Over the last 40 or so years, few areas of major league baseball have evolved as much as the bullpen – specifically in relation to the role of the closer. It wasn’t so long ago that the idea of a “closer” was unheard of, even after deep bullpens had become a staple of major-league teams.
As most of you already know, I think the majority of baseball “tradition” is pretty dumb; the idea of focusing on a player’s batting average, the thought that walks are counterproductive, the over-use of the bunt… things like that.
But, when it comes to the closer role, the old school got it right. To be direct; the idea of saving your premier reliever for the 9th inning is incredibly, unequivocally stupid. Interestingly enough, this is an issue that both Chicago clubs are dealing with as we speak.
On the south side of town, fans have quickly grown tired of the Chicago White Sox organization’s handling of the back end of their bullpen, shuffling Chris Sale in and out of the role, seemingly by the day.
On the north side, fans and management alike have decided that the often-erratic, but sometimes dominant Carlos Marmol is no longer fit for the role.
Also interesting is that, contrary to what has become the standard of the time, both Chicago managers have decided to go with a “closer by committee” plan to secure the final three outs of ballgames. This plan has been met with varying levels of disdain and acceptance on both sides of town, much to my personal chagrin.
When you think about it logically – something that is often difficult to do in sports, where emotion is so directly tied to pretty much everything – the idea of a closer makes absolutely no sense.
As I alluded to in my last story, it’s true that sometimes the highest-leverage moment in the game is, in fact, the 9th inning. Such as when your team is up by only a run, maybe two, with the 3-4-5 hitters in the lineup due up.
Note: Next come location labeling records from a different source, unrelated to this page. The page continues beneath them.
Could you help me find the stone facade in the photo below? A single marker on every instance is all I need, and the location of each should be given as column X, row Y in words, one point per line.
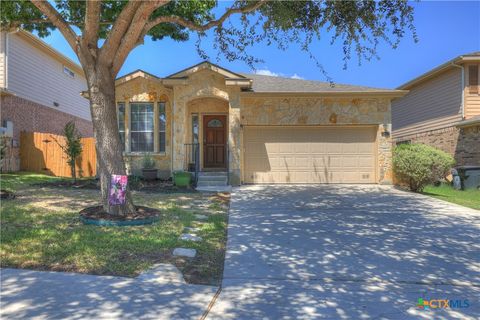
column 326, row 111
column 33, row 117
column 462, row 143
column 206, row 92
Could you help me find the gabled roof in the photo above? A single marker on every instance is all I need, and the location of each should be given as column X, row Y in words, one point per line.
column 271, row 84
column 473, row 56
column 205, row 65
column 136, row 74
column 260, row 84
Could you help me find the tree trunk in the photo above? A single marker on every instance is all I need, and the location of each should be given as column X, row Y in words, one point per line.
column 101, row 87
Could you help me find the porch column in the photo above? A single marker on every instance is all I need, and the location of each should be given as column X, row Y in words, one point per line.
column 234, row 140
column 179, row 132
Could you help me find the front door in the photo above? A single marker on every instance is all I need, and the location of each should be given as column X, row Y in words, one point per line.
column 214, row 141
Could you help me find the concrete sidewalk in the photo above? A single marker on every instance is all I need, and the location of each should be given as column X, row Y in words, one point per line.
column 58, row 295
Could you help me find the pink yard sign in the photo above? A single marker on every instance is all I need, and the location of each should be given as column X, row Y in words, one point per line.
column 118, row 189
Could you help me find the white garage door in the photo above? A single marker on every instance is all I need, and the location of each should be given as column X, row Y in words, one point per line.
column 309, row 154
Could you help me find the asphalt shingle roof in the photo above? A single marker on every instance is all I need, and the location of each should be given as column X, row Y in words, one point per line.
column 262, row 83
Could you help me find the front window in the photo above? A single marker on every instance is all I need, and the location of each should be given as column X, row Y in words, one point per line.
column 162, row 127
column 473, row 79
column 121, row 123
column 142, row 127
column 195, row 128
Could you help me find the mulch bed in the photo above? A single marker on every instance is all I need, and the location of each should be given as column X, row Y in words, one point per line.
column 154, row 186
column 97, row 213
column 6, row 195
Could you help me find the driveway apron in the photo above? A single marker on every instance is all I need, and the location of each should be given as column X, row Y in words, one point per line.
column 348, row 252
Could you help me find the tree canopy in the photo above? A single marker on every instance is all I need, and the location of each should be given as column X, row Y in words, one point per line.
column 359, row 25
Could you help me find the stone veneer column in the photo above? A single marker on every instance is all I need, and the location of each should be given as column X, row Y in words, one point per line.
column 234, row 140
column 179, row 125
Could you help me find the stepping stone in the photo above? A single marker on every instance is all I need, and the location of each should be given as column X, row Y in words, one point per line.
column 185, row 252
column 190, row 237
column 191, row 229
column 162, row 273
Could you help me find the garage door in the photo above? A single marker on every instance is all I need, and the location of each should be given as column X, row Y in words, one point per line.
column 309, row 154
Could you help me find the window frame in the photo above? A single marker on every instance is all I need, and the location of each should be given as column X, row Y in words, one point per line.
column 159, row 109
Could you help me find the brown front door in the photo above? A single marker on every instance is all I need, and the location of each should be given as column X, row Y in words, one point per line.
column 214, row 141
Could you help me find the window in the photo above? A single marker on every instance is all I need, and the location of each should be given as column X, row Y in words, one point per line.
column 162, row 127
column 68, row 72
column 195, row 128
column 121, row 123
column 473, row 79
column 142, row 127
column 214, row 123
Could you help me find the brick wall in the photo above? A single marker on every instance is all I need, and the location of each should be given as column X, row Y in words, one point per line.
column 463, row 144
column 33, row 117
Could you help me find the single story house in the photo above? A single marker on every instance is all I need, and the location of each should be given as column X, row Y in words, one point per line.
column 442, row 109
column 259, row 129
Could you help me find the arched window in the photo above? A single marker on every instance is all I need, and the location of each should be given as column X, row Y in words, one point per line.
column 214, row 123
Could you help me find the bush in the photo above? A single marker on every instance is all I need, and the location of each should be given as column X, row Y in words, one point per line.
column 418, row 165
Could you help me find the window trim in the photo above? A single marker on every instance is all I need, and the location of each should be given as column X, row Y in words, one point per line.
column 156, row 127
column 142, row 131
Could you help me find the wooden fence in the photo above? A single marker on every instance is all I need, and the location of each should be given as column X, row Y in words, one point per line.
column 42, row 153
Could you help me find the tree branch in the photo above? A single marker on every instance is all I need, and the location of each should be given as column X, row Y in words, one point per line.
column 119, row 28
column 200, row 28
column 92, row 23
column 134, row 32
column 57, row 20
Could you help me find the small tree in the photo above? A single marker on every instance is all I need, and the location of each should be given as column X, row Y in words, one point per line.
column 417, row 165
column 72, row 147
column 3, row 151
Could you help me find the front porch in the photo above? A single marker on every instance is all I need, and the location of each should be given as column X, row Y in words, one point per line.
column 206, row 147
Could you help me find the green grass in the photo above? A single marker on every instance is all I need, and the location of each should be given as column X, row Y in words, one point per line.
column 40, row 229
column 468, row 198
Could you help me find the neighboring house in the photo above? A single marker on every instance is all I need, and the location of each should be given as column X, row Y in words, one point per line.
column 442, row 109
column 40, row 88
column 260, row 129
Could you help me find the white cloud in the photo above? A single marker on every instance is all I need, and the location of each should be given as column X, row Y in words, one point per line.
column 266, row 72
column 296, row 76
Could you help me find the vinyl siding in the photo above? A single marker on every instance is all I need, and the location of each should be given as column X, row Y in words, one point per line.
column 3, row 46
column 434, row 99
column 472, row 101
column 37, row 76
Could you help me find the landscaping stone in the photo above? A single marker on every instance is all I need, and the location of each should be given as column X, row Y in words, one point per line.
column 162, row 273
column 190, row 237
column 184, row 252
column 192, row 229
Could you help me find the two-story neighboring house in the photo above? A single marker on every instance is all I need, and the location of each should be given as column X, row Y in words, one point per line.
column 442, row 109
column 40, row 88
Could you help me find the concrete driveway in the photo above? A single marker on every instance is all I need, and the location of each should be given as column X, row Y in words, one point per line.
column 348, row 252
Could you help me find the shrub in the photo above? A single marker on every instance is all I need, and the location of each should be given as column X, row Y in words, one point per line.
column 148, row 162
column 418, row 165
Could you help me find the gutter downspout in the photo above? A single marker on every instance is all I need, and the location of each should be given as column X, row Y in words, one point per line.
column 462, row 106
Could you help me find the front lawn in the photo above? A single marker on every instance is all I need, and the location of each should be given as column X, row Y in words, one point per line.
column 40, row 229
column 468, row 198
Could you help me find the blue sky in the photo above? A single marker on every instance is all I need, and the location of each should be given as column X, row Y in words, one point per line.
column 445, row 29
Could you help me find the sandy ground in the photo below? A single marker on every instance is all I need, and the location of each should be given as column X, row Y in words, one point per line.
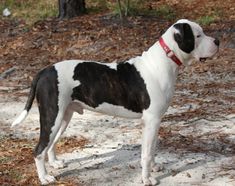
column 112, row 156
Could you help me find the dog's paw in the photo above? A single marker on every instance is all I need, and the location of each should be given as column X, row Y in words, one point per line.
column 157, row 167
column 57, row 164
column 150, row 181
column 47, row 179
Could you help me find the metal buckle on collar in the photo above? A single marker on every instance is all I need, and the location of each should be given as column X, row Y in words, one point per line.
column 170, row 54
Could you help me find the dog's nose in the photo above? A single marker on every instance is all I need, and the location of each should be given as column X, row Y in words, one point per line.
column 216, row 41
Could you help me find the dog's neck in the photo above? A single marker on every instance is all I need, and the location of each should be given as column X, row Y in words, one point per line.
column 170, row 42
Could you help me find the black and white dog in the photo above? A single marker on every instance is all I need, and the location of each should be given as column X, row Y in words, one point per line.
column 139, row 88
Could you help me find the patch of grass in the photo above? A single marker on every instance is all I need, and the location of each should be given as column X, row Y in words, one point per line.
column 137, row 7
column 30, row 10
column 214, row 14
column 165, row 11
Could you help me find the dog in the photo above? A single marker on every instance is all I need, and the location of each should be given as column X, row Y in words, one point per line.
column 141, row 87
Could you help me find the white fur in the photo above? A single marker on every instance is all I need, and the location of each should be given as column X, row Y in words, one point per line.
column 159, row 74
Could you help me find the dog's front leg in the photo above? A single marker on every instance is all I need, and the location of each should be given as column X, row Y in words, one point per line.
column 151, row 126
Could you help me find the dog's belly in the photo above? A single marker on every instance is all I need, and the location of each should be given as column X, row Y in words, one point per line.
column 106, row 108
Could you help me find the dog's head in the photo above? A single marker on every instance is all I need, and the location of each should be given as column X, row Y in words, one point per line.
column 191, row 42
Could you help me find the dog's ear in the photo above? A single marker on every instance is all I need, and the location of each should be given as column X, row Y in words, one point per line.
column 184, row 37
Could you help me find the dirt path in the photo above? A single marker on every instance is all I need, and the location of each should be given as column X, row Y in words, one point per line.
column 197, row 135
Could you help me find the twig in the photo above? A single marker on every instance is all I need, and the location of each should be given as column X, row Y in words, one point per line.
column 7, row 72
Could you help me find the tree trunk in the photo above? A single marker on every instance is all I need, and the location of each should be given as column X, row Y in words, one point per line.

However, just as often, the most important – or highest leverage – moment in the game occurs far earlier. Sometimes as early as the sixth or seventh inning. For example, take this situation: there is one out in the seventh inning, your team is up 4-3, the bases are loaded and Miguel Cabrera is at the plate with Prince Fielder waiting on deck.
Clearly, at this moment, the game is on the line as much as it’s ever going to be and, as a manager, you have two choices. You can either; A, bring in the best pitcher in your bullpen (which is most often the “closer”), or, B, bring in the second-, third- or fourth-best player in your ‘pen.
In that situation, most logical fans would agree that bringing in anyone but your best pitcher seriously handicaps your team’s chances of winning. But, if you are a believer in saving your best pitcher – your closer – for the end of the game, how do you justify not bringing him in to pitch in this situation? If you bring in anyone but your best, chances are good that there won’t be a game left for him to save two innings down the road.
By the same token, what’s the point of wasting your premier pitcher on a bases-empty, no-out situation when your team has a three-run lead? The whole idea is idiotic on its face. But, just to drive home the point a little further, let’s look deeper…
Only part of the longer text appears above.